European heads of state and finance ministers reached accord on a sweeping set of changes to the global financial system, including increased oversight of hedge funds and private equity firms.
At a meeting in Berlin, the leaders of Britain, the Czech Republic, France, Germany, Italy, Luxembourg, the Netherlands and Spain agreed on a common stance toward the reshaping of the global economy in advance of April’s G-20 meeting, to be held in London. The president of the European Commission and European central bankers also participated in the summit, which was convened by German Chancellor Angela Merkel.
“We have today underscored once again our conviction that all financial markets, products and participants must be subject to appropriate oversight or regulation, without exception and regardless of their country of domicile,” the “chair’s summary” of the meeting reads. “This is especially true for those private pools of capital, including hedge funds, that may present a systemic risk.”
The proposals still must win the acquiesce of the world’s other financial powers, most notably the U.S. and Japan.

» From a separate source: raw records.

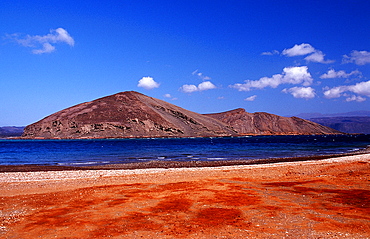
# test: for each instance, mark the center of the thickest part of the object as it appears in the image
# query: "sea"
(87, 152)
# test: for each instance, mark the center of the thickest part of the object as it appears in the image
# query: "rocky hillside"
(131, 114)
(353, 125)
(126, 115)
(261, 123)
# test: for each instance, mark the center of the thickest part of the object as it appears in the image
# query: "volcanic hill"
(134, 115)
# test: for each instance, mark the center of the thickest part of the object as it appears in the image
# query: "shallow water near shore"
(119, 151)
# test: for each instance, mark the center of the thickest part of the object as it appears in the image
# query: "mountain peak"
(131, 114)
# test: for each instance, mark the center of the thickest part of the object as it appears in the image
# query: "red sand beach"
(312, 199)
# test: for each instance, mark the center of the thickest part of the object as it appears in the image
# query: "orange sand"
(314, 199)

Under former President George W. Bush, the U.S. was reluctant to accede to international regulation of hedge funds, and it is unclear whether President Barack Obama, who is supportive of national hedge fund regulation, will take a different tack.
The European position also includes other features potential distressing to hedge funds and hedge fund managers, including a call to crack down on tax havens.
“According to objective criteria to be based on ongoing work in relevant international institutions, a list of uncooperative jurisdictions and a toolbox of sanctions must be devised as soon as possible,” the summary reads.